You can monitor application security for Go apps running in Docker, Kubernetes, and Amazon ECS.

In general, setting up Application Security Management (ASM) involves:

  1. Identifying services that are vulnerable or are under attack, which would most benefit from ASM. Find them on the Security tab of your Service Catalog.
  2. Updating to the latest Datadog library (the most recent APM tracing library).
  3. Enabling the library to collect the application security data from the services and send it to Datadog.
  4. Triggering security signals in your application and seeing how Datadog displays the resulting information.

Prerequisites

1-Click Enablement
If your service is running with an Agent with Remote Configuration enabled and a tracing library version that supports it, hover over the Not Enabled indicator in the ASM Status column and click Enable ASM. There's no need to re-launch the service with the DD_APPSEC_ENABLED=true or --enable-appsec flags.

Enabling threat detection

Get started

  1. Add to your program’s go.mod dependencies the latest version of the Datadog Go library (version 1.53.0 or later):

    $ go get -v -u gopkg.in/DataDog/dd-trace-go.v1
    
  2. Datadog has a series of pluggable packages which provide out-of-the-box support for instrumenting a series of Go libraries and frameworks. A list of these packages can be found in the compatibility requirements page. Import these packages into your application and follow the configuration instructions listed alongside each integration.

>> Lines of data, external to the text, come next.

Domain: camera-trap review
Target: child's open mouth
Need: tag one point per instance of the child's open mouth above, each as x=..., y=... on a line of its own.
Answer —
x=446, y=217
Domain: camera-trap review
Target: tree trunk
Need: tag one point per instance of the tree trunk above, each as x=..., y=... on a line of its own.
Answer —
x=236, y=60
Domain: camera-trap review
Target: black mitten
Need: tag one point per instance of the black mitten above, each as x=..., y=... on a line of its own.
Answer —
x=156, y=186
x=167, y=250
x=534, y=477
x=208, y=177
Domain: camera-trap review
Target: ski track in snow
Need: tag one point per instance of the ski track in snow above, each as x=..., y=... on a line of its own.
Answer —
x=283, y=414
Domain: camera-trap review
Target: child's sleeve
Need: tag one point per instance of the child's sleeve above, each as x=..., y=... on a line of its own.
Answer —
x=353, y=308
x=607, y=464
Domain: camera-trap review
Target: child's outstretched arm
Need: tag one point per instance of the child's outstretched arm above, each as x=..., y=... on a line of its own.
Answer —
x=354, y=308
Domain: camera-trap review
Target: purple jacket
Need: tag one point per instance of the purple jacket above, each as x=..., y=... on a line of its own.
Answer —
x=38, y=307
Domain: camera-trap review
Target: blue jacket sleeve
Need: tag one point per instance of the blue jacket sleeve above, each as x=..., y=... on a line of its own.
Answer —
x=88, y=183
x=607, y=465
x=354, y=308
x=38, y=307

  3. Recompile your program with ASM enabled:

    $ go build -v -tags appsec my-program
    

    Notes:

    • The Go build tag appsec is not necessary if CGO is enabled with CGO_ENABLED=1.
    • Datadog WAF needs the following shared libraries on Linux: libc.so.6 and libpthread.so.0.
    • When using the build tag appsec and CGO is disabled, the produced binary is still linked dynamically to these libraries.
    • The Go build tag datadog.no_waf can be used to disable ASM at build time in any situation where the requirements above are a hinderance.
  4. Redeploy your Go service and enable ASM by setting the DD_APPSEC_ENABLED environment variable to true:

    $ env DD_APPSEC_ENABLED=true ./my-program
    

    Or one of the following methods, depending on where your application runs:

    Add the following environment variable value to your Docker command line:

    $ docker run -e DD_APPSEC_ENABLED=true [...]
    

    Add the following environment variable value to your application container’s Dockerfile:

    ENV DD_APPSEC_ENABLED=true
    

    Update your application’s deployment configuration file for APM and add the ASM environment variable:

    spec:
      template:
        spec:
          containers:
            - name: <CONTAINER_NAME>
              image: <CONTAINER_IMAGE>/<TAG>
              env:
                - name: DD_APPSEC_ENABLED
                  value: "true"
    

    Update your application’s ECS task definition JSON file, by adding this in the environment section:

    "environment": [
      ...,
      {
        "name": "DD_APPSEC_ENABLED",
        "value": "true"
      }
    ]
    

    The library collects security data from your application and sends it to the Agent, which sends it to Datadog, where out-of-the-box detection rules flag attacker techniques and potential misconfigurations so you can take steps to remediate.

  5. To see Application Security Management threat detection in action, send known attack patterns to your application. For example, trigger the Security Scanner Detected rule by running a file that contains the following curl script:

    for ((i=1;i<=250;i++)); 
    do
    # Target existing service’s routes
    curl https://your-application-url/existing-route -A Arachni/v1.0;
    # Target non existing service’s routes
    curl https://your-application-url/non-existing-route -A Arachni/v1.0;
    done

    A few minutes after you enable your application and exercise it, threat information appears in the Application Trace and Signals Explorer in Datadog.